I may have mentioned here before … I’m fascinated by what I take to be an Evangelical/dissenting Protestant distrust of established science that parallels the distrust of the established church, that emphasizes inner spirituality as a component of health. Christian Science, chiropractic, various diet fads, and some odd ophthalmological beliefs I take to be parts of this tradition, and current distrusts of vaccination, etc., fit into the pattern as well. I think this tradition always distrusted established science; to some extent–but not entirely–I think what has changed is that the establishment has started to notice the dissenters. Your narrative, I think, concerns the extent to which this core dissenting tradition has purchase with the broader American public. That may have something to do with a narrative of the rise and fall of scientific authority–but I think the inner dynamics of core dissenting distrust of science may be related little or not at all with that narrative.
Seems to me that a big part of the problem is that Americans now have the idea that technological progress comes from AT&T instead of The Government.

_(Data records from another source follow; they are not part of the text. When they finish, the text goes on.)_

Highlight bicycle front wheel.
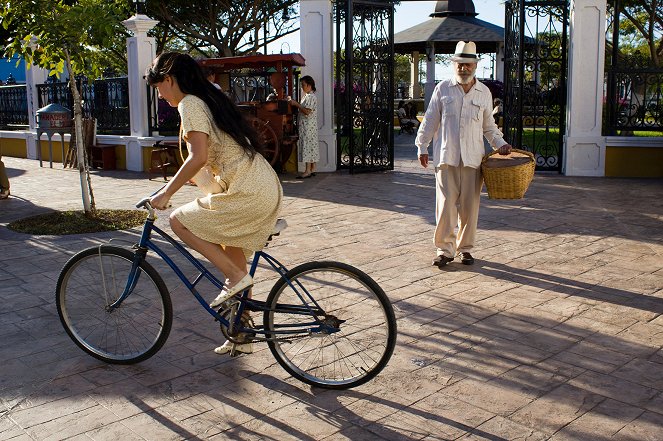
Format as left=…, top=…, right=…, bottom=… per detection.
left=264, top=262, right=396, bottom=389
left=55, top=245, right=173, bottom=364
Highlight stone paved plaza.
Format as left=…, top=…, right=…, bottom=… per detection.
left=0, top=135, right=663, bottom=441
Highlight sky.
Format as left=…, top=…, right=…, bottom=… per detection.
left=267, top=0, right=504, bottom=80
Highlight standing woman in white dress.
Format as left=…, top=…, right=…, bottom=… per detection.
left=288, top=75, right=320, bottom=179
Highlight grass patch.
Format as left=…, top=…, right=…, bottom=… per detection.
left=7, top=210, right=147, bottom=235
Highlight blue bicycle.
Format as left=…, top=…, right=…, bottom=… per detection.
left=56, top=198, right=396, bottom=389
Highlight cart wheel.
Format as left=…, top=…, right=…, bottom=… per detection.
left=249, top=117, right=279, bottom=166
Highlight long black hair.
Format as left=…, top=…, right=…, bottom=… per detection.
left=145, top=52, right=263, bottom=158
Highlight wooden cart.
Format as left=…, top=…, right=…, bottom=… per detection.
left=200, top=54, right=305, bottom=171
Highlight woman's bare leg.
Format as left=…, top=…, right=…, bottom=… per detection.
left=170, top=215, right=247, bottom=287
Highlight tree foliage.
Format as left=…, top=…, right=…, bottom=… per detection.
left=0, top=0, right=128, bottom=78
left=0, top=0, right=127, bottom=213
left=146, top=0, right=299, bottom=57
left=608, top=0, right=663, bottom=67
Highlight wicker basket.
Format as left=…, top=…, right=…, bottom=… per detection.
left=481, top=149, right=535, bottom=199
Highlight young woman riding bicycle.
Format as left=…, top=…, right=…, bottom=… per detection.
left=146, top=52, right=283, bottom=354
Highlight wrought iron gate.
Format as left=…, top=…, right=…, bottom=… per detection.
left=504, top=0, right=569, bottom=172
left=334, top=0, right=394, bottom=173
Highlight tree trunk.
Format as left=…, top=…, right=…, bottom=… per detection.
left=65, top=50, right=96, bottom=215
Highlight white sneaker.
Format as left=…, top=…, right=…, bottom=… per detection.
left=214, top=340, right=253, bottom=355
left=209, top=274, right=253, bottom=308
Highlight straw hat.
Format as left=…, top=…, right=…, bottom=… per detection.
left=451, top=41, right=479, bottom=63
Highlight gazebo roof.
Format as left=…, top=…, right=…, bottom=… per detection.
left=394, top=0, right=504, bottom=54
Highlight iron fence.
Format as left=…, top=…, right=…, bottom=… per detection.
left=37, top=77, right=130, bottom=135
left=603, top=0, right=663, bottom=136
left=0, top=84, right=29, bottom=130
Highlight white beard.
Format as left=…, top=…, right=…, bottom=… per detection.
left=455, top=74, right=474, bottom=84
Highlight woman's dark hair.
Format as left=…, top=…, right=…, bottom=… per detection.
left=299, top=75, right=315, bottom=92
left=145, top=52, right=263, bottom=158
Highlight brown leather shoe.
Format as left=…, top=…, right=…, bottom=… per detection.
left=460, top=252, right=474, bottom=265
left=433, top=256, right=454, bottom=268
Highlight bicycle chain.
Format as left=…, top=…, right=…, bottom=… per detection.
left=218, top=301, right=320, bottom=344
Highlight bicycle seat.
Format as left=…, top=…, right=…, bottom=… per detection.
left=265, top=218, right=288, bottom=246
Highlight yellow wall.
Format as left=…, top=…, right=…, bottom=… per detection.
left=605, top=146, right=663, bottom=178
left=0, top=138, right=28, bottom=158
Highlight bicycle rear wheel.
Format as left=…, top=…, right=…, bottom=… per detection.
left=264, top=262, right=396, bottom=389
left=55, top=245, right=173, bottom=364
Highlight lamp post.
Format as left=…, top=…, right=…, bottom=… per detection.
left=134, top=0, right=145, bottom=15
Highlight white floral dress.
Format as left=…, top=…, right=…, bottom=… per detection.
left=174, top=95, right=283, bottom=257
left=297, top=92, right=320, bottom=162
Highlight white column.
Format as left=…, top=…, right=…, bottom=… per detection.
left=298, top=0, right=336, bottom=172
left=25, top=63, right=48, bottom=159
left=410, top=51, right=421, bottom=99
left=424, top=41, right=435, bottom=111
left=562, top=0, right=606, bottom=176
left=122, top=14, right=159, bottom=171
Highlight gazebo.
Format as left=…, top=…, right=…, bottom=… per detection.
left=394, top=0, right=504, bottom=104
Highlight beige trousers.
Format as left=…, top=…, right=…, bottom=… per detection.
left=433, top=162, right=483, bottom=257
left=0, top=155, right=9, bottom=190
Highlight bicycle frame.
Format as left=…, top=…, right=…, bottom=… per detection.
left=108, top=199, right=338, bottom=340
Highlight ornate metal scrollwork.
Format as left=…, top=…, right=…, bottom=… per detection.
left=504, top=0, right=569, bottom=171
left=334, top=0, right=394, bottom=173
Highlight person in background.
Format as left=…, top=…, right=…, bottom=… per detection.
left=415, top=41, right=511, bottom=268
left=0, top=153, right=9, bottom=200
left=396, top=100, right=419, bottom=133
left=288, top=75, right=320, bottom=179
left=145, top=52, right=283, bottom=354
left=405, top=101, right=419, bottom=119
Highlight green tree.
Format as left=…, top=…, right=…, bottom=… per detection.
left=0, top=0, right=128, bottom=214
left=607, top=0, right=663, bottom=67
left=146, top=0, right=299, bottom=57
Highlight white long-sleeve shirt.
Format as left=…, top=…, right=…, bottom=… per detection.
left=414, top=78, right=507, bottom=168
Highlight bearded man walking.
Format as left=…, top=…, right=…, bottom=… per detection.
left=415, top=41, right=512, bottom=268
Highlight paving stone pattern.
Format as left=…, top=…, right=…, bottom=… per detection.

The concept of “do what Science says” worked when Science was a proxy for The Government, which was In Charge. These days, that’s not true. Technological progress is a bigger faster phone that can post video to Facebook with a single button press, or a car that doesn’t use gas and has a Nissan sticker on the front.
To the extent that technological progress happens at all, that is. Which is another part of the problem. Modern technological progress is “a kind of glass that lets the next iPhone be only 84.75% the thickness of the current one”, or “a new type of surgical instrument that lets your arthroscopic knee surgery be accomplished with a .29-inch incision instead of a .32-inch one, leading to a 48% chance of a 13% reduction in recovery from the prompt effects of surgery”. It’s tiny, stuff that’s hard to see and measure and believe, and none of it’s really new. There is no equivalent to the fact that in the 1940s we were all flying in propellor aircraft that held thirty people, and in the 1960s we were flying in jet aircraft that held a hundred and fifty and took them farther faster. There is no equivalent to rocketry or spaceflight.
To some extent we’ve learned to take the future for granted, as our due. Nobody looks at their iPhone and says “wow, this thing is what science-fiction writers thought of forty years ago”. They look at it and say “why is Angry Birds running so goddamn slow on this thing?” They look at a modern CVT car that has power-control systems which automatically stop and start the engine, and they don’t understand that only twenty years ago none of what that car does was even possible.